When back in July 1995 Brendan Eich, a 34 years old invited Unix
specialist, set down to write a helper language for Netscape browser
to get the max out of the "thin client" Java concept: back then he
called it "Mocha" to continue the coffee naming concept from Sun. Just
prior the release in September of 1995 it was renamed to "LiveScript"
to sound more dynamic and attractive. Yet after the preliminary
testing is over the language was voluntaristically renamed into
"JavaScript" in November of 1995 because "Java" was a "buzz word" of
the day at that time.
So no, there were not three fairies over the bed of the newborn
language. Only the ugly PR suckers. One wants to get the innocence
name back - call it LiveScript then. or Mocha. Anything else is a pure
politics.


From: Thomas 'PointedEars' Lahn on
VK wrote:

> Thomas 'PointedEars' Lahn wrote:
>> There is one in the heads of its inventors. Unfortunately, that is not
>> what the rest of the world understands it to be.
>
> When back in July 1995 Brendan Eich, [snip fairytale]

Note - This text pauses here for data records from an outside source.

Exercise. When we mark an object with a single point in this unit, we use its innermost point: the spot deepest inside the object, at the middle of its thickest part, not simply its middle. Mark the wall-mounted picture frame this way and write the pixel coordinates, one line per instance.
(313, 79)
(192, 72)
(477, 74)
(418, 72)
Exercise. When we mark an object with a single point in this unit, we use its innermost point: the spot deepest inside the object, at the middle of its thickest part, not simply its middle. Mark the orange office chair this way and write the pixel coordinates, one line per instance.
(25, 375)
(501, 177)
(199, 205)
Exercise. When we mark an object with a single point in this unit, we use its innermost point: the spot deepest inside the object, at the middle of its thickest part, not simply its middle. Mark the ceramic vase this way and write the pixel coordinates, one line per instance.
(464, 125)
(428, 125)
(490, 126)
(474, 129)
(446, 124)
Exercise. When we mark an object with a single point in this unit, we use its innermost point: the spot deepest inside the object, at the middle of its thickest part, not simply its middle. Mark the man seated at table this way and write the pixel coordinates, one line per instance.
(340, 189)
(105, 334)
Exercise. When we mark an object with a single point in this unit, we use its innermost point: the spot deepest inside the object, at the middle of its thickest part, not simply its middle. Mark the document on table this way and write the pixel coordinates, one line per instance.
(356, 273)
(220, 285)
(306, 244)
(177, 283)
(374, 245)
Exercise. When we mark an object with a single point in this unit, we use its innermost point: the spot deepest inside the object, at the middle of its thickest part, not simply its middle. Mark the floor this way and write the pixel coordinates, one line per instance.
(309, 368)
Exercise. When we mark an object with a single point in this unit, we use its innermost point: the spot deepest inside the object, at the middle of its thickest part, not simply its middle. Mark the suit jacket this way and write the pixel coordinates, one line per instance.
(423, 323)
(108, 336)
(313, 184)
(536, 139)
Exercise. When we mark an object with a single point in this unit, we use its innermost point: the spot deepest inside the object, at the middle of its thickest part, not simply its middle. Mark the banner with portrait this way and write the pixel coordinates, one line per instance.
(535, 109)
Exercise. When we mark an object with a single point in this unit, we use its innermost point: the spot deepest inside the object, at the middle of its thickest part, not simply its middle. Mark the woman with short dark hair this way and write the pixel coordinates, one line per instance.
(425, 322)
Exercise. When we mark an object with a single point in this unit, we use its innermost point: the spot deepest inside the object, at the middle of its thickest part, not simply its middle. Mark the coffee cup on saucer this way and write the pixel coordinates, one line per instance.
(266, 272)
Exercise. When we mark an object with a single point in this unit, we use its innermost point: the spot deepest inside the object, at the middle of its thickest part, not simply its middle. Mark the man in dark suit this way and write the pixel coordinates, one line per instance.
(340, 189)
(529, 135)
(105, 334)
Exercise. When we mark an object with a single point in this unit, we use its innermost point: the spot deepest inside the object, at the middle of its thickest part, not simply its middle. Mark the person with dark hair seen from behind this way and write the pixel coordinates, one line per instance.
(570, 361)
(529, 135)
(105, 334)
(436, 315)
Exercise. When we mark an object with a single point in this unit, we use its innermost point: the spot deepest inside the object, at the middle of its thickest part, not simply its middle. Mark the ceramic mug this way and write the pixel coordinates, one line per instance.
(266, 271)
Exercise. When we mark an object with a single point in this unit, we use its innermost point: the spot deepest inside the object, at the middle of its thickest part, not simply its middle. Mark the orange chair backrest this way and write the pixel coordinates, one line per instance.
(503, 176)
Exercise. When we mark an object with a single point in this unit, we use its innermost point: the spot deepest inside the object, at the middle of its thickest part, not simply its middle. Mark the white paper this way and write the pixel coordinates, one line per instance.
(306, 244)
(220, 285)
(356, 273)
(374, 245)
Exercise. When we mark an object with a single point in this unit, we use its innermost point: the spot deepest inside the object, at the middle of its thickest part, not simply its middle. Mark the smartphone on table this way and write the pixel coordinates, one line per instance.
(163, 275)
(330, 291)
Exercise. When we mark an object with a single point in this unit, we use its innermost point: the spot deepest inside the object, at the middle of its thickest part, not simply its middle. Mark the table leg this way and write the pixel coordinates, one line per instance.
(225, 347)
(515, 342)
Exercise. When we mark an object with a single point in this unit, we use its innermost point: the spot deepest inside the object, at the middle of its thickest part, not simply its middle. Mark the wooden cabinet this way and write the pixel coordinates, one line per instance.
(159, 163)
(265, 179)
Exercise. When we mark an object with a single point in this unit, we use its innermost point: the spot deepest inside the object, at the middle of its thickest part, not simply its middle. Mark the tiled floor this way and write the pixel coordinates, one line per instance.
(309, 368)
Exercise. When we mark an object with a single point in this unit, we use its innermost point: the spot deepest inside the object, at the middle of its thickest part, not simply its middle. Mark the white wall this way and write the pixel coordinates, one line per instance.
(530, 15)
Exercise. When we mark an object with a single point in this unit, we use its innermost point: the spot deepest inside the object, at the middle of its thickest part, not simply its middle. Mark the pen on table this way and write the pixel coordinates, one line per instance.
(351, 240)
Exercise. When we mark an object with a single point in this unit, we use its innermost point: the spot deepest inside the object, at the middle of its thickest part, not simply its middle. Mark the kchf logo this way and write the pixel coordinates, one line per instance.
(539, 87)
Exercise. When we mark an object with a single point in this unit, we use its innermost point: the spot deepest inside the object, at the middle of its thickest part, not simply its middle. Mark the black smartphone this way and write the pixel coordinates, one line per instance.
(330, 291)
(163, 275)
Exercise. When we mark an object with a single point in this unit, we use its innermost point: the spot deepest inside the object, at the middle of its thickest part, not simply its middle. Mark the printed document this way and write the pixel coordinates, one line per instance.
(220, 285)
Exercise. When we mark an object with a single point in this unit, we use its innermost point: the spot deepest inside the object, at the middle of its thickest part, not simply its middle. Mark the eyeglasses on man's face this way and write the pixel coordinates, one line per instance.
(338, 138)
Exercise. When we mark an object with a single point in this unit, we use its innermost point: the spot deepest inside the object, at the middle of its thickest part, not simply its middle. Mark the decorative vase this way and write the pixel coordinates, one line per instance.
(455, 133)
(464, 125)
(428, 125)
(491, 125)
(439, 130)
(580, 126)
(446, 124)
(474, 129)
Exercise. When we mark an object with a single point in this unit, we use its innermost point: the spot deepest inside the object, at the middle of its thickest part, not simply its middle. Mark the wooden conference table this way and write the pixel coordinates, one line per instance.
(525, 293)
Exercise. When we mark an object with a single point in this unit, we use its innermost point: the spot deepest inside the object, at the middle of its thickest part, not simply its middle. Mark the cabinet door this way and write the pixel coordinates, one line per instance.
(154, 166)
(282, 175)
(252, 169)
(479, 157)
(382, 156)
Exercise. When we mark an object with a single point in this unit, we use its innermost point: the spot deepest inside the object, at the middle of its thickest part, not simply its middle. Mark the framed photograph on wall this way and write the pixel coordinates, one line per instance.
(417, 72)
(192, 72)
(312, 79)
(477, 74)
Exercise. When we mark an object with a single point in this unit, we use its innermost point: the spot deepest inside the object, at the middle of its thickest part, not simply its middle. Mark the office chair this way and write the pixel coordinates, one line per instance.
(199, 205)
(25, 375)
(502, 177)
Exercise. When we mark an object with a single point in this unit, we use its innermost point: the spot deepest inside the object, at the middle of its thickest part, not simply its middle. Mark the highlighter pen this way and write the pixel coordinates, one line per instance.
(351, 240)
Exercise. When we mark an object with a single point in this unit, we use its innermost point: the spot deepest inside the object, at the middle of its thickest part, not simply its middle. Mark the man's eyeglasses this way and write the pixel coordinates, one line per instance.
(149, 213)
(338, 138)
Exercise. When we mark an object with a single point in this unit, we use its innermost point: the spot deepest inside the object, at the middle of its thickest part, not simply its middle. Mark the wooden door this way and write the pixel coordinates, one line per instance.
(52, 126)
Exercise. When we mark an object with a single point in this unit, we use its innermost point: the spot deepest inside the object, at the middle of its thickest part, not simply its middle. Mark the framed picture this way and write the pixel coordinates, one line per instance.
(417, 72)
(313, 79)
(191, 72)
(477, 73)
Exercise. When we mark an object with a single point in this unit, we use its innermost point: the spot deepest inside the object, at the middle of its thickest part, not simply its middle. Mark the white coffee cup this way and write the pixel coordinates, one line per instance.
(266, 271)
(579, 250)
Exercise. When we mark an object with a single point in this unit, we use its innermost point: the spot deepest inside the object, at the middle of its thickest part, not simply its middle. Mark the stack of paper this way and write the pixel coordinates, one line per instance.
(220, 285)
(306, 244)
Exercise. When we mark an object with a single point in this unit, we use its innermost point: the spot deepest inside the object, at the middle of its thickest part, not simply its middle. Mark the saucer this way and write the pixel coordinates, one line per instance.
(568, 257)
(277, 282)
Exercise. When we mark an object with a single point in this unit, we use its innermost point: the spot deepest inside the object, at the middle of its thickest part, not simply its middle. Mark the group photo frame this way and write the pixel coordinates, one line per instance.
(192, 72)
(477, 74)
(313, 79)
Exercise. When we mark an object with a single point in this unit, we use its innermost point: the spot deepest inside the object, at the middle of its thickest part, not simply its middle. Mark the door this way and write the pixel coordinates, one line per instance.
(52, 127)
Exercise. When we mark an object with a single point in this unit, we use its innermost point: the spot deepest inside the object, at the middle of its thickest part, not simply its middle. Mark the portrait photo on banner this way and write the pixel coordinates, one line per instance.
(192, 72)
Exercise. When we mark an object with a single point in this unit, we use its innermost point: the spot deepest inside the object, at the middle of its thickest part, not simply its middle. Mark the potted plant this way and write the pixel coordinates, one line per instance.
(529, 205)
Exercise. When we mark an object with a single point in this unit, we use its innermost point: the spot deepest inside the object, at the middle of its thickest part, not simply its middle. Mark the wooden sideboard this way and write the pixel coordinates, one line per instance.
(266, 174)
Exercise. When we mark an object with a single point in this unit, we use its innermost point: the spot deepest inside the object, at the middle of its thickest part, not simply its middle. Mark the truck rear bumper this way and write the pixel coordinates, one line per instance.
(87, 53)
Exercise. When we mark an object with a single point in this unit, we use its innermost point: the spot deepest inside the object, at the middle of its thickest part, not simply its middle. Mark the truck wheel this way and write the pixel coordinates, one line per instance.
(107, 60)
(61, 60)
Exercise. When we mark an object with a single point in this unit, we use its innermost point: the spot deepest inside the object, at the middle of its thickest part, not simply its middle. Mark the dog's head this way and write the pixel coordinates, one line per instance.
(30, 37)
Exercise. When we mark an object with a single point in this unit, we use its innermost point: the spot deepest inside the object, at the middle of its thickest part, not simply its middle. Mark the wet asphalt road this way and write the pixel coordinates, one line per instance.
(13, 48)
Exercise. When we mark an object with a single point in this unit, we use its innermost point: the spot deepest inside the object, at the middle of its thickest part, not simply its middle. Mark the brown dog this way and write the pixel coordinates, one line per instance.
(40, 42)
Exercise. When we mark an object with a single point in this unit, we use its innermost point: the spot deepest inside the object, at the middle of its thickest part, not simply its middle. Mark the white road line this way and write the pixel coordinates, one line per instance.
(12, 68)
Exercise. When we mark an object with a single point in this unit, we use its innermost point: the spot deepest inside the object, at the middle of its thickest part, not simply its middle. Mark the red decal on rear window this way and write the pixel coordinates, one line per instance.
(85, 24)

Brendan Eich did not invent (the term) "javascript", he invented JavaScript.
Got it?


PointedEars
--
var bugRiddenCrashPronePieceOfJunk = (
navigator.userAgent.indexOf('MSIE 5') != -1
&& navigator.userAgent.indexOf('Mac') != -1
) // Plone, register_function.js:16
From: John G Harris on
On Sun, 30 May 2010 at 01:15:25, in comp.lang.javascript, VK wrote:
>I got really wondered with the recent fuss about "JavaScript is
>terribly copyrighted, the language is called ECMAScript from now on,
>and further".
<snip>

There are three major errors in that paragraph.

First, trademarks have nothing to do with copyright. Copyright stops you
copying large chunks of text, film, etc. and selling it without
permission. A trademark says that this product was made by X or by
someone licensed by X to use the mark. (Think MacDonald's)

Second, no-one has asked for it to be called ECMAScript. ECMAScript is
part of the JavaScript language but not all of it, just as it's part of
the JScript language but not all of it. No-one has suggested that
'ECMAScript' should have two meanings in this news group.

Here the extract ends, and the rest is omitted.